I am jealous of the hawk because he can get so far out of the world, or I follow with passionate envy the seagull swooping to possible cessation. The mourning-doves mercilessly coo my sentence in the woods. They are the hangmen pronouncing my sentence in the suitable language of love. I climb above the possessive clouds that squat over the sea, but the poison spreads. Naked I wait …
I am over-run, jungled in my bed, I am infested with a menagerie of desires: my heart is eaten by a dove, a cat scrambles in the cave of my sex, hounds in my head obey a whipmaster who cries nothing but havoc as the hours test my endurance with an accumulation of tortures. Who, if I cried, would hear me among the angelic orders?
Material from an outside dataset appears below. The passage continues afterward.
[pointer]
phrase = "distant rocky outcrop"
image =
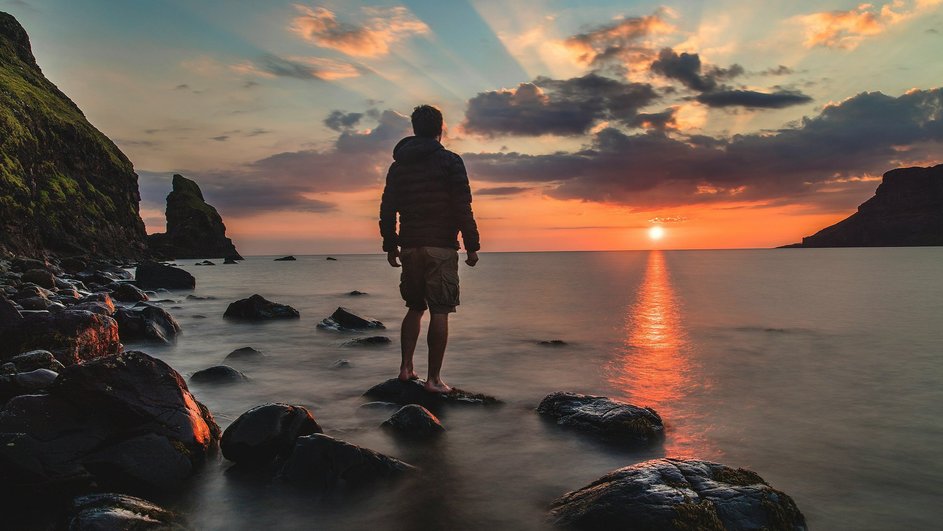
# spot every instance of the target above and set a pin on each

I am far, far beyond that island of days where once, it seems, I watched a flower grow, and counted the steps of the sun, and fed, if my memory serves, the smiling animal at his appointed hour. I am shot with wounds which have eyes that see a world all sorrow, always to be, panoramic and unhealable, and mouths that hang unspeakable in the sky of blood.
How can I be kind? How can I find bird-relief in the nest-building of day-to-day? Necessity supplies no velvet wing with which to escape. I am indeed and mortally pierced with the seeds of love.
Then she leans over in the pool and her damp dark hair falls like sorrow, like mercy, like the mourning-weeds of pity. Sitting nymphlike in the pool in the late afternoon her pathetic slenderness is covered over with a love as gentle as trusting as tenacious as the birds who rebuild their continually violated nests. When she clasps her hands happily at a tune she likes, it is more moving than I can bear. She is the innocent who is always the offering. She is the goddess of all things which the vigour of living destroys. Why are her arms so empty?
In the night she moans with the voice of the stream below my window, searching for the child whose touch she once felt and can never forget: the child who obeyed the laws of life better than she. But by day she obeys the voice of love as the stricken obey their god, and she walks with the light step of hope which only the naïve and the saints know. Her shoulders have always the attitude of grieving, and her thin breasts are pitiful like Virgin Shrines that have been robbed.
How can I speak to her? How can I comfort her? How can I explain to her any more than I can to the flowers that I crush with my foot when I walk in the field? He also is bent towards her in an attitude of solicitude. Can he hear his own heart while he listens for the tenderness of her sensibilities? Is there a way at all to avoid offending the lamb of god?
Under the waterfall he surprised me bathing and gave me what I could no more refuse than the earth can refuse the rain. Then he kissed me and went down to his cottage.
Absolve me, I prayed, up through the cathedral redwoods, and forgive me if this is sin. But the new moss caressed me and the water over my feet and the ferns approved me with endearments: My darling, my darling, lie down with us now for you also are earth whom nothing but love can sow.